"bicycle" David V. Herlihy2009/05/17 15:22

"Dancing Chain"はテクノロジーに着目した自転車の歴史についての良書ですが、この本はその文化的側面を埋める良書です。1800年代に"Velocipede"と呼ばれた自転車先史時代から始まり現代に至る自転車の改良の歴史とともに主として自転車乗りたちの文化に深く触れています。当時の本や雑誌のイラストレーションや漫画には数多くの自転車や自転車乗りが登場します。エレガントな女性から物語のヒーローまで。"High Wheeler"つまりダルマ自転車時代には自転車の乗ることは相当に難しい技術であり、今の自動車教習所のように運転を教える場所もありました。広いボールルームのようなところで棒にしがみついたり転倒する人たちの滑稽な絵は、初めてビンディング付きの自転車に乗ったときの哀れで滑稽な記憶を呼び起こし、私は笑いました。自転車が爆発的なブームを呼び起こすのはローバー社(旧ミニとともに消えました。)がセイフティ型自転車という前後輪同径の自転車を発明してからです。自転車は男女や階級の別もなく爆発的な流行をみせ、自転車に驚く馬車の暴走や事故の増加も大きな問題であったようです。男女問わず長距離サイクリングも当時の流行で当時の新聞の挿絵にはキュロットスカートを履いた女性も数多く見られます。美しい自転車広告がこの本には数多く収録されていますが、そのほとんどは自転車に乗る女性や女神をモデルにしています。自転車を手に入れることで自由で楽しい暮らしを手に入れよう、というメッセージを感じます。
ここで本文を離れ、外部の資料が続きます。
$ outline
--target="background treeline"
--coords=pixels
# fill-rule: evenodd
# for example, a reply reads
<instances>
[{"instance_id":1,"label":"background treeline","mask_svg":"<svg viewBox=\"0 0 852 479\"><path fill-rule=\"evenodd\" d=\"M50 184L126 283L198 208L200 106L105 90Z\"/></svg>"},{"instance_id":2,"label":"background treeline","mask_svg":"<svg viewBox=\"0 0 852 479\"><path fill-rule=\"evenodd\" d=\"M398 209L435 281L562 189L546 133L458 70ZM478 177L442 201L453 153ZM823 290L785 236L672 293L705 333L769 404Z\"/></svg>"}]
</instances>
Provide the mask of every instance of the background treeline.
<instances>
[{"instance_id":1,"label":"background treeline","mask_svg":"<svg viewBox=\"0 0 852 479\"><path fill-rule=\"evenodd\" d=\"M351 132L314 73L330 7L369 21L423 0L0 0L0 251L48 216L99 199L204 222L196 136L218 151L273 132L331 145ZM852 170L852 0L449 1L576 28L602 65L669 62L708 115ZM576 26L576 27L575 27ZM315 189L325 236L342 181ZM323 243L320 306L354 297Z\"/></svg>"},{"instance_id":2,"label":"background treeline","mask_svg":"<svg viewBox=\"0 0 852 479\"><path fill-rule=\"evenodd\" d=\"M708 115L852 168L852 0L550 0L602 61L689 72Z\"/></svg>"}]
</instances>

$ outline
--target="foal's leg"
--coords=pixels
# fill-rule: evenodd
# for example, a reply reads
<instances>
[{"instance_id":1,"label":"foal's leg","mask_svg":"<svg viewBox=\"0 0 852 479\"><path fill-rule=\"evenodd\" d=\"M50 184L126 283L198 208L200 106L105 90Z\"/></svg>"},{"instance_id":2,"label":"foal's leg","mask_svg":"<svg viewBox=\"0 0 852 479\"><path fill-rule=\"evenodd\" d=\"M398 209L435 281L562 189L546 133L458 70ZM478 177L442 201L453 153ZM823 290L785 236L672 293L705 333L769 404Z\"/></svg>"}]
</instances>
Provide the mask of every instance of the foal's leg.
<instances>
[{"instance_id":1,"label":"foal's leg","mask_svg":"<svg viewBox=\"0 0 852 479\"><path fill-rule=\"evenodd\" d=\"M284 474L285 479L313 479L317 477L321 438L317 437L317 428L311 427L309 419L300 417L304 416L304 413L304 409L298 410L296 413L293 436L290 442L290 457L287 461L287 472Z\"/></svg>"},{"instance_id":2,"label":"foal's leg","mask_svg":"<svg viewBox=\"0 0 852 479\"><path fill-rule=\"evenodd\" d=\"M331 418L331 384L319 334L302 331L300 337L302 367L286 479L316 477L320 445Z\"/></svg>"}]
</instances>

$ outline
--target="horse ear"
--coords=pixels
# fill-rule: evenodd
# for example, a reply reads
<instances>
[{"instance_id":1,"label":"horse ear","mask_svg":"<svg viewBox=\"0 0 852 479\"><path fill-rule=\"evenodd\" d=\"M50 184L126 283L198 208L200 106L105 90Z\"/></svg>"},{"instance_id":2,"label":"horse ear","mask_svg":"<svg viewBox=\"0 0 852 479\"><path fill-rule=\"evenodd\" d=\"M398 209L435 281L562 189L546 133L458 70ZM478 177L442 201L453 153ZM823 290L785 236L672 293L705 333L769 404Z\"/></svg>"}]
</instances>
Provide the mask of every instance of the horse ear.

自転車が安い乗り物になるのはこの自転車ブームの後のことです。 さて、写真にあるクラシックな自転車は1869年にフランスで売られていたツーリング用自転車です。サドルは前後輪をつなぐバネの上に付けてあり後輪にはブレーキも付けられています。この頃にはすでに自転車レースは盛んに行われていたようです。スポーツとしてのレースもあったようですが、挿絵のひとつはおしゃれをした女性レーサーがトラックを走るのを男共が眺めている様子も描かれています。この本はYale Univ. Pressから手に入れることができます。使われている技術は200年の間に変わりましたが、ひとが自転車に求めてきたものはそう変わらないようです。 「新聞の日曜版を読んで過ごしてきた無駄な週末は、自転車を手に入れてから一変したんだ。僕はくだらない記事の変わりに自然の書物を読む。」自転車ブームの頃に書かれた漫画です。素朴でわかりやすいメッセージです。 ところで、自転車とは無関係ですが、わたしはここ10年、新聞もテレビも読んでいないし見ていません。ニュースはオンライン版で十分ですし、人生に与えられた時間は限られていると気がついたからです。